Knef – die Stadt Hof – Schweißfuchs – Räuber – Schlaf – Schwur – Nachtreise – Gebüsch – Ende....

Ich sage nur so viel voraus: solange man noch Dinte – wie den Johannisbeerwein – aus Federspulen verzapfte; solange noch Kiele geschnitten wurden, um Friedeninstrumente zu machen – oder verkohlet, um Krieginstrumente zu machen (denn die Kohle des Schießpulvers bereitet man aus Federn) – und noch länger vorher: so lange ist der sonderbare Vorfall gar noch nicht vorgefallen, den ich der Welt jetzo zu berichten habe. Wie gesagt, ich sage nur das voraus: der Vorfall ist leidlich.

Weil der Posthund seit dem 44sten Kapitel von diesem gelehrten Werke die Hand oder Pfote abgezogen: so wollt' ichs allein hinausmachen und nur noch ein letztes Kapitel – aber nicht dieses – als Schlußstein und Schwanengesang gar anstoßen, damit das opus einmal auf die Post und auf die Welt käme.
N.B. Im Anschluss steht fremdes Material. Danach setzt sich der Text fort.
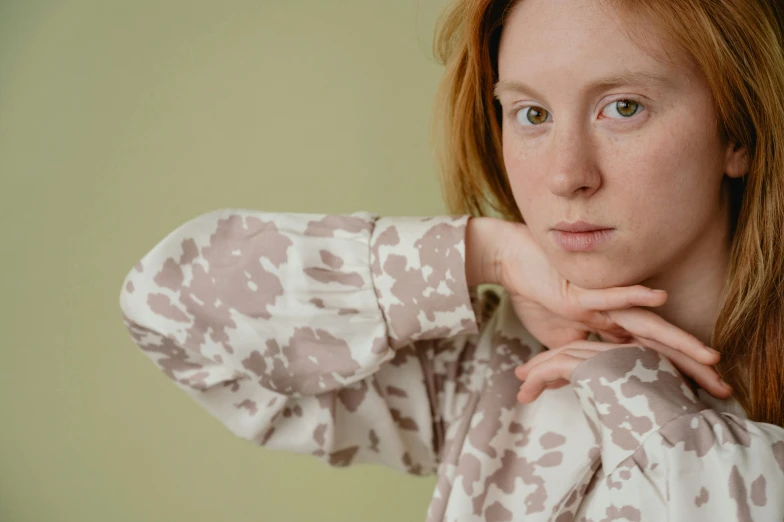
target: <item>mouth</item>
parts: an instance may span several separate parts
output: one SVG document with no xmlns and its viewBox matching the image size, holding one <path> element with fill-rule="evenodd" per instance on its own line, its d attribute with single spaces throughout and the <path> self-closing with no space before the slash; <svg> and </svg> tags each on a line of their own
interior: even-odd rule
<svg viewBox="0 0 784 522">
<path fill-rule="evenodd" d="M 558 223 L 551 233 L 555 244 L 567 252 L 588 252 L 609 241 L 615 229 L 578 221 Z"/>
<path fill-rule="evenodd" d="M 574 223 L 561 221 L 553 227 L 553 230 L 559 230 L 561 232 L 595 232 L 597 230 L 612 230 L 612 227 L 594 225 L 593 223 L 586 223 L 585 221 L 576 221 Z"/>
</svg>

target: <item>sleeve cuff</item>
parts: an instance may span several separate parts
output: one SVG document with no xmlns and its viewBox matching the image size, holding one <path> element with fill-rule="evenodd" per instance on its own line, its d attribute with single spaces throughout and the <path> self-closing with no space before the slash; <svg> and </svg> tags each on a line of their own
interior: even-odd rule
<svg viewBox="0 0 784 522">
<path fill-rule="evenodd" d="M 607 473 L 669 421 L 706 408 L 669 359 L 642 346 L 586 359 L 571 384 L 601 444 Z"/>
<path fill-rule="evenodd" d="M 393 348 L 478 331 L 465 276 L 469 216 L 382 217 L 371 273 Z"/>
</svg>

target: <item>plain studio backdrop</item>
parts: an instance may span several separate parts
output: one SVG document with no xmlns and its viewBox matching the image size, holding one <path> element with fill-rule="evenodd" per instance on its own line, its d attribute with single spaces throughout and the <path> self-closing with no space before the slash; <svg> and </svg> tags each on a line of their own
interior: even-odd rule
<svg viewBox="0 0 784 522">
<path fill-rule="evenodd" d="M 0 1 L 0 520 L 423 520 L 434 477 L 235 437 L 119 293 L 218 208 L 434 215 L 443 0 Z"/>
</svg>

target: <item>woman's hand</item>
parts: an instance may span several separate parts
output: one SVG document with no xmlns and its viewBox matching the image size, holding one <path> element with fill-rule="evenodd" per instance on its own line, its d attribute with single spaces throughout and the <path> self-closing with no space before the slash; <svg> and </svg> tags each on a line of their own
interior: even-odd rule
<svg viewBox="0 0 784 522">
<path fill-rule="evenodd" d="M 587 339 L 592 332 L 605 341 L 628 342 L 628 332 L 607 312 L 661 306 L 667 301 L 666 292 L 641 285 L 580 288 L 555 270 L 526 225 L 495 218 L 471 218 L 468 222 L 466 278 L 468 286 L 503 286 L 523 326 L 548 348 Z"/>
<path fill-rule="evenodd" d="M 665 340 L 665 343 L 647 337 L 633 336 L 631 342 L 624 344 L 580 340 L 541 352 L 515 369 L 515 376 L 524 381 L 517 394 L 517 400 L 530 403 L 545 389 L 560 388 L 569 384 L 572 372 L 584 360 L 599 352 L 624 346 L 647 346 L 660 352 L 685 375 L 693 378 L 697 384 L 715 397 L 726 399 L 732 394 L 732 389 L 720 380 L 718 373 L 711 366 L 718 362 L 718 352 L 706 348 L 693 336 L 647 310 L 630 308 L 609 312 L 610 317 L 627 331 L 641 331 L 650 336 L 650 333 L 645 333 L 645 325 L 655 323 L 656 319 L 647 317 L 647 314 L 653 315 L 660 321 L 657 330 L 660 330 L 661 334 L 658 337 Z"/>
<path fill-rule="evenodd" d="M 642 285 L 585 289 L 567 281 L 534 241 L 526 225 L 514 223 L 498 256 L 499 282 L 507 292 L 523 326 L 548 348 L 557 348 L 596 332 L 609 342 L 631 341 L 608 314 L 630 307 L 655 307 L 667 293 Z M 655 314 L 650 314 L 655 320 Z M 656 321 L 651 326 L 658 326 Z M 650 329 L 655 335 L 655 329 Z M 694 338 L 697 341 L 696 338 Z M 699 341 L 697 341 L 699 342 Z"/>
<path fill-rule="evenodd" d="M 559 349 L 572 350 L 555 361 L 566 365 L 563 370 L 575 365 L 574 358 L 587 357 L 586 351 L 595 353 L 621 345 L 642 345 L 661 351 L 713 395 L 727 395 L 726 390 L 716 388 L 718 374 L 710 367 L 718 362 L 718 352 L 655 313 L 639 308 L 661 306 L 667 301 L 666 292 L 642 285 L 578 287 L 555 270 L 526 225 L 494 218 L 469 220 L 466 262 L 469 286 L 478 283 L 503 286 L 523 326 L 550 349 L 534 358 L 537 363 L 543 362 L 540 356 L 550 358 L 559 354 Z M 587 341 L 594 332 L 602 340 L 615 344 Z M 569 382 L 562 379 L 565 382 L 547 381 L 548 386 L 559 387 Z"/>
</svg>

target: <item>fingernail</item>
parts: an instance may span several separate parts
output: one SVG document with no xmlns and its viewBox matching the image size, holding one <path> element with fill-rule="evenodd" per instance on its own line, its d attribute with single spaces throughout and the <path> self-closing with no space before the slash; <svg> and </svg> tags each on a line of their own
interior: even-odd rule
<svg viewBox="0 0 784 522">
<path fill-rule="evenodd" d="M 666 294 L 667 290 L 651 290 L 651 292 L 653 292 L 655 294 Z"/>
<path fill-rule="evenodd" d="M 722 388 L 732 391 L 732 386 L 727 384 L 727 382 L 724 379 L 719 379 L 719 384 L 721 385 Z"/>
<path fill-rule="evenodd" d="M 720 357 L 721 357 L 721 353 L 717 352 L 717 351 L 716 351 L 716 350 L 714 350 L 713 348 L 708 348 L 708 347 L 706 346 L 706 347 L 705 347 L 705 349 L 706 349 L 706 350 L 708 350 L 708 351 L 709 351 L 710 353 L 712 353 L 713 355 L 718 355 L 718 356 L 720 356 Z"/>
</svg>

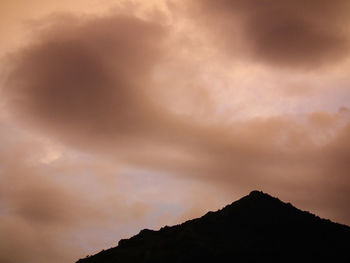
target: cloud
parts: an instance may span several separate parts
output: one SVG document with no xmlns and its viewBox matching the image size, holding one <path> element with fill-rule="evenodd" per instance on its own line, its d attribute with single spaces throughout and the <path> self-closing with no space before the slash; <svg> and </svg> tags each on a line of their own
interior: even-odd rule
<svg viewBox="0 0 350 263">
<path fill-rule="evenodd" d="M 89 238 L 84 247 L 79 239 L 86 233 L 117 232 L 117 242 L 118 235 L 128 233 L 122 226 L 130 227 L 153 209 L 116 190 L 117 175 L 108 184 L 102 180 L 115 166 L 96 159 L 71 160 L 66 150 L 54 162 L 42 163 L 45 143 L 4 121 L 0 141 L 0 235 L 7 237 L 0 241 L 1 262 L 77 259 L 91 249 L 89 242 L 96 248 L 106 245 L 105 239 Z"/>
<path fill-rule="evenodd" d="M 198 16 L 209 22 L 215 43 L 239 58 L 276 67 L 317 68 L 349 54 L 349 2 L 346 0 L 197 1 Z M 191 6 L 191 5 L 190 5 Z M 197 9 L 199 7 L 199 9 Z"/>
<path fill-rule="evenodd" d="M 69 26 L 54 21 L 12 55 L 3 94 L 17 120 L 95 158 L 214 182 L 228 191 L 280 188 L 276 195 L 283 195 L 304 191 L 312 181 L 322 186 L 320 167 L 326 165 L 325 145 L 340 127 L 337 114 L 214 123 L 175 114 L 157 100 L 166 104 L 164 94 L 176 87 L 158 93 L 154 80 L 174 58 L 171 29 L 119 14 L 66 20 Z M 173 74 L 161 69 L 169 83 L 182 72 L 181 59 Z M 215 110 L 210 100 L 205 103 Z"/>
<path fill-rule="evenodd" d="M 127 15 L 58 20 L 13 55 L 7 105 L 22 120 L 67 137 L 147 133 L 160 118 L 148 93 L 164 28 Z"/>
</svg>

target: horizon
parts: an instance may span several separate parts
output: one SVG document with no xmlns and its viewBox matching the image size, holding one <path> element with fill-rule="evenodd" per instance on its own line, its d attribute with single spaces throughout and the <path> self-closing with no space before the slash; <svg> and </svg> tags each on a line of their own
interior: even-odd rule
<svg viewBox="0 0 350 263">
<path fill-rule="evenodd" d="M 350 225 L 349 1 L 0 7 L 1 262 L 74 262 L 252 189 Z"/>
</svg>

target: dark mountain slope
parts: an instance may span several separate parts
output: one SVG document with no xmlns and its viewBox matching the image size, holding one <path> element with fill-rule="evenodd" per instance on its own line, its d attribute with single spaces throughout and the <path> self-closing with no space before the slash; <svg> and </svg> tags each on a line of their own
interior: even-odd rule
<svg viewBox="0 0 350 263">
<path fill-rule="evenodd" d="M 78 263 L 350 262 L 350 227 L 262 192 L 159 231 L 142 230 Z"/>
</svg>

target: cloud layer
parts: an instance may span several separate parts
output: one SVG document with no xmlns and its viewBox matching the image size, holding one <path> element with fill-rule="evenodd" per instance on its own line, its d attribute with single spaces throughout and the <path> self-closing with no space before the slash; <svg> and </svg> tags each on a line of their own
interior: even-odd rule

Gute Rezensenten, dacht' ich, lässest du über den Mangel an einer Finalkadenz sich mit dem Posthunde und biographischen Leithammel so lange herumbeißen, als sie wollen..... Es war schon gegen das Ende des Oktobers und meiner Robinsonade auf der Johannisinsel, als der alte gute Freitag dieses Robinsons, mein Doktor Fenk, von seiner langen botanischen Alpenreise nach Scheerau heimkehrte, aber sogleich wieder in die See stach und auf meinem Johannitermeistertum ausstieg.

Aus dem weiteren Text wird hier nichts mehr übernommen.